Inside the machine

Retired Army major knows how it works—and doesn’t

Army veteran John Crosby teaches political science at Chico State.

Army veteran John Crosby teaches political science at Chico State.

PHOTO by john domogma

Veteran speaker:
The Veteran Voices lecture series kicks off with John Crosby on Feb. 4 at 7:30 p.m. in Chico State’s Performing Arts Center, Room 134. Free.

In his 20 years of active duty in the U.S. Army, Maj. John Crosby grew to understand the military in ways no outsider can. Now retired from the service and teaching at Chico State, he can offer valuable insights to students in his political science classes.

During a recent interview in his campus office, he said he tells students who are thinking of joining the military: “It’s a crapshoot; it all depends on your commanding officer.” Some brigade commanders are terrific people, but “others are just assholes.”

His point is that “these are real people. They join the military for different reasons. We do a disservice when we see the military as monolithic,” either all bad or all good.

On Thursday (Feb. 4), Crosby, who is 55, will be the first speaker in a new lecture series, Veteran Voices, co-sponsored by the Chico Peace & Justice Center and Chico State’s Peace Institute. The series is “aimed at educating people about what the military is actually like from veterans who lived through it,” according to the CPJC website.

Crosby doesn’t fit it the image of the typical soldier. For one thing, he’d already graduated from UCLA and gotten married when, in 1984, at the relatively advanced age of 24, he enlisted as a private, seeing it as “an opportunity to serve my country and see the world.” Luckily, his wife was willing to see the world with him, because they had 14 different postings—and four kids—along the way.

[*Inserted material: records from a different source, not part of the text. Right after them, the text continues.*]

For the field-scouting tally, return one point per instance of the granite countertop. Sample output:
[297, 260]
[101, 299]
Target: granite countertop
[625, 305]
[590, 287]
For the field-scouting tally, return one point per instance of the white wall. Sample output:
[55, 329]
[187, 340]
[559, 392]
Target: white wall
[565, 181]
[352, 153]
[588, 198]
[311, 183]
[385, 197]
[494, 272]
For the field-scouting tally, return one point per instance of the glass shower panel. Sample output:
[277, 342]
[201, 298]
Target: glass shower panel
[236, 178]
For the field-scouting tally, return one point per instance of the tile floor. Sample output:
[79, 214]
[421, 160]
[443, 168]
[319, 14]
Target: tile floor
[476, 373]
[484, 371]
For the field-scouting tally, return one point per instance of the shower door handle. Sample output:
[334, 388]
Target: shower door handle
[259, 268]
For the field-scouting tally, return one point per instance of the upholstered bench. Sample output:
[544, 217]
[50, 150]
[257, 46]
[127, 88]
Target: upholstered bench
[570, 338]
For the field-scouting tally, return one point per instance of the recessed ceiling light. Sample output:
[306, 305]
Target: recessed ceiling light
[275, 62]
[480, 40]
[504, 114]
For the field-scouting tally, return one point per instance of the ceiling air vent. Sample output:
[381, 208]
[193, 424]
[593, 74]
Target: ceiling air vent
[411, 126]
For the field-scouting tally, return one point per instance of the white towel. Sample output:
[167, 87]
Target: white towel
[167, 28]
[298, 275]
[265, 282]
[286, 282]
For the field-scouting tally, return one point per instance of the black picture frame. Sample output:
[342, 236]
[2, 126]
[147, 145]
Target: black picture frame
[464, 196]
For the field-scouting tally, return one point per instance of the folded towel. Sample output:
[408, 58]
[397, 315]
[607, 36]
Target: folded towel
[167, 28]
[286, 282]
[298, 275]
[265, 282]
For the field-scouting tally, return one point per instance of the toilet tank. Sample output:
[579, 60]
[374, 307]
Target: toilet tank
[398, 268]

As an enlisted man, he became an expert in platoon radio communication, battalion legal issues and anti-Soviet armored-vehicle actions. After completing Officer Candidate School and becoming a lieutenant, he participated in Operation Just Cause (the invasion of Panama), and then, in 1993, ended up stationed in Germany with the rank of captain and working in military intelligence, briefing higher-ups in the chain of command with a focus on the Middle East.

And so he has an interesting perspective on the invasion of Iraq. In 1998, he helped develop a contingency war plan that called for invading American forces, 500,000 strong, to move northward slowly, capturing territory incrementally while leaving a functioning and democratic infrastructure behind them. The plan anticipated taking 260 days to reach Baghdad.

Instead, when the U.S. actually invaded in early 2003, President George W. Bush and Defense Secretary Donald Rumsfeld decided to attack quickly, with far fewer soldiers—just 100,000—and no plan for putting a working government in place.

Iraq is a good example of politicians’ misuse of the military, Crosby said. Top military officials all knew that Iraq posed no threat to the U.S., and yet Bush and Rumsfeld insisted on going in. The result is the unsettled, dangerous state of affairs we see today in the Middle East.

There are also times, Crosby said, when the U.S. has failed to use its military when doing so could have saved lives. As President Bill Clinton has acknowledged, failing to stop the massacre in Rwanda by sending in U.S. troops is his greatest regret as commander-in-chief.

Fortunately for his students, Crosby has had a ringside seat at many of the significant conflicts of the modern era, from Kuwait and Iraq to the Soviet Union during the Cold War. Now, as he put it, “instead of briefing colonels, I’m briefing students.”